Ela abraçou-o, beijou-o. Só então
ele se deu conta de que falara com entusiasmo. Uma parte do sonho
ainda vivia. Mas as dores no peito persistiram. Ela vinha mais vezes,
preparava arroz integral, moderou no sal e tirou o açúcar branco.
— A pinga com carqueja eu não jogo
fora — ele protestou. Era para diabetes, um amigo tinha ensinado.

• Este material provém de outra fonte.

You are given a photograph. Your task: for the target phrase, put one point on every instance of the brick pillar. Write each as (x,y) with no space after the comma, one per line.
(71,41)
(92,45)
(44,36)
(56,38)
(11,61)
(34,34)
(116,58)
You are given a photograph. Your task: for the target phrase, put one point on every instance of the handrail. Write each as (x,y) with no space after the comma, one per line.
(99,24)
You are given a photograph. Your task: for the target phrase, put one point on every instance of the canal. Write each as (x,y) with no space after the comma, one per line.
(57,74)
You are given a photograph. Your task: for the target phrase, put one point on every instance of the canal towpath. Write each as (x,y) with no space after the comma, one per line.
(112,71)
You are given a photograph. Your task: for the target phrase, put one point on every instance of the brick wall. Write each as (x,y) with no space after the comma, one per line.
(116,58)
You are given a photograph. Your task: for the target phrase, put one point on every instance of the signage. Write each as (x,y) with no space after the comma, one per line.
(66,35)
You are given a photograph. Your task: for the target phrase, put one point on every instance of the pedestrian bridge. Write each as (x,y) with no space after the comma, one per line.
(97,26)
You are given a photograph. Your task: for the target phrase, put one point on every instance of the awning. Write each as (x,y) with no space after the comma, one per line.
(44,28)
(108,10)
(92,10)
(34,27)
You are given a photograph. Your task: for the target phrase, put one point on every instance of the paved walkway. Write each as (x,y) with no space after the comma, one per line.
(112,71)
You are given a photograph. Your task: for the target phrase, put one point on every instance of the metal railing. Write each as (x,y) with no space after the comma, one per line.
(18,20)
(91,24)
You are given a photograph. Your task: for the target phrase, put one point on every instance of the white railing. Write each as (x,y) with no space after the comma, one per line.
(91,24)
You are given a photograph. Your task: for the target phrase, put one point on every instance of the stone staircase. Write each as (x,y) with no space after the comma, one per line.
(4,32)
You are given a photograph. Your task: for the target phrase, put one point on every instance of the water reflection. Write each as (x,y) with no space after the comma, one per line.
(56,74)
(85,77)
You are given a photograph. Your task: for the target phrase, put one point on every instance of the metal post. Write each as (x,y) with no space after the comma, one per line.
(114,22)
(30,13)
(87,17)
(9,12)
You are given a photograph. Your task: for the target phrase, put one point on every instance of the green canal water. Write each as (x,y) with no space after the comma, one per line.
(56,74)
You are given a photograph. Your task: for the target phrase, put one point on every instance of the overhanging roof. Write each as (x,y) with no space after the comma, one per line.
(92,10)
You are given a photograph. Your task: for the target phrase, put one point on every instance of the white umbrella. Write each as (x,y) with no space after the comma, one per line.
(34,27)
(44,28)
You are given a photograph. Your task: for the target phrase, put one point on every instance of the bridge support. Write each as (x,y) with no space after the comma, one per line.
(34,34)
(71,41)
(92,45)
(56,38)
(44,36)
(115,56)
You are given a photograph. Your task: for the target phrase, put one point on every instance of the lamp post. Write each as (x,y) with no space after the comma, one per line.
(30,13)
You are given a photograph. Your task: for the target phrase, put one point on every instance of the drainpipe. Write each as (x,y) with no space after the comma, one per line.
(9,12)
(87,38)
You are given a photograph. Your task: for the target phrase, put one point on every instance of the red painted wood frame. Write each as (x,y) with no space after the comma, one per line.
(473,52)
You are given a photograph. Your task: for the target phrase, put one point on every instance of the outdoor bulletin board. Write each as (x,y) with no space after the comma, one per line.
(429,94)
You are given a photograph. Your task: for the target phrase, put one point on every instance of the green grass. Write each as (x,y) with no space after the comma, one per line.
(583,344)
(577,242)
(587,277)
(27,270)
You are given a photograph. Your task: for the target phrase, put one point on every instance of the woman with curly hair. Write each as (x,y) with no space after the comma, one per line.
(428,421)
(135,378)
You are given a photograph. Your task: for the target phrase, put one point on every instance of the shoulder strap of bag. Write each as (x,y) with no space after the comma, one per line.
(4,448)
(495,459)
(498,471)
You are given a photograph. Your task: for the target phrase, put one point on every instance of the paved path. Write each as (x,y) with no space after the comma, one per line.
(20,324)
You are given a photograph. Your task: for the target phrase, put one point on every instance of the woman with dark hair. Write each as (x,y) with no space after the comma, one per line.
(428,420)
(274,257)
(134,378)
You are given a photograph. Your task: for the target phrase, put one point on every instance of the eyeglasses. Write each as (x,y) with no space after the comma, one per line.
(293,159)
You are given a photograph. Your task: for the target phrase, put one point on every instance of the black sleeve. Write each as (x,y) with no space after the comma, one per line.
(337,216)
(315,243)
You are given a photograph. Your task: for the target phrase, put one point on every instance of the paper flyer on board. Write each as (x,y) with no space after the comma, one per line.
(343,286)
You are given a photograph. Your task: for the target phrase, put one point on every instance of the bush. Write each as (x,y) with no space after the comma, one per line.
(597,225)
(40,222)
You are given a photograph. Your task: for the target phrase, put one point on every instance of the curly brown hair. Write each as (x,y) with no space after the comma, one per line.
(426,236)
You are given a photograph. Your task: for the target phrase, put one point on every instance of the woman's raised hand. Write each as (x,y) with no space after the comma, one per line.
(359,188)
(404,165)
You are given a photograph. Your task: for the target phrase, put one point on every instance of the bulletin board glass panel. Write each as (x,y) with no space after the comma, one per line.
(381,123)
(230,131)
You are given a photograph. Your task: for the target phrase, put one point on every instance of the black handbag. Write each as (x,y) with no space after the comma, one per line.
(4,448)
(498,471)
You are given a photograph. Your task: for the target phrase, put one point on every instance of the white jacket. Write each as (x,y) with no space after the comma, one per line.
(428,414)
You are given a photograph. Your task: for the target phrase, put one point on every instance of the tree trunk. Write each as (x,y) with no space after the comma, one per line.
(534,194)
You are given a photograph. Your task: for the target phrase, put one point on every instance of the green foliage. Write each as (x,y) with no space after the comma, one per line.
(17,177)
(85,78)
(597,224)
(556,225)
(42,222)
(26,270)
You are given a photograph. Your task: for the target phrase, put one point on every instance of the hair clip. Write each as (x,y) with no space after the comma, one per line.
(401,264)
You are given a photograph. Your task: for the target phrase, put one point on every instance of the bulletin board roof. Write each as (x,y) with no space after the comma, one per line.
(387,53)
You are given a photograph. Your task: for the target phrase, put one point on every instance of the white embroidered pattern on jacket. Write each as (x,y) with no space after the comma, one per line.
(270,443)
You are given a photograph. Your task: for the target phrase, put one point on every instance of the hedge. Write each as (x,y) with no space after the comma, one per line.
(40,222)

Ficava irritado com os excessos de
cuidados. No fundo, sentia falta quando ela não vinha A menina de
uma geração tão diferente, com quem reaprendia a viver. A moça
que acreditava nas coisas em que ele acreditara. Num domingo,
sentindo o relógio no peito se acelerar, disse-lhe: — Não vou
durar muito. Só lamento não ter tido filhos. Notou que ela ficou
calada, pensativa. Escondia algo?
Veio na segunda-feira. Preocupada,
tensa. Acusou-o de cerceá-la. Tensão pré-menstrual? Que havia?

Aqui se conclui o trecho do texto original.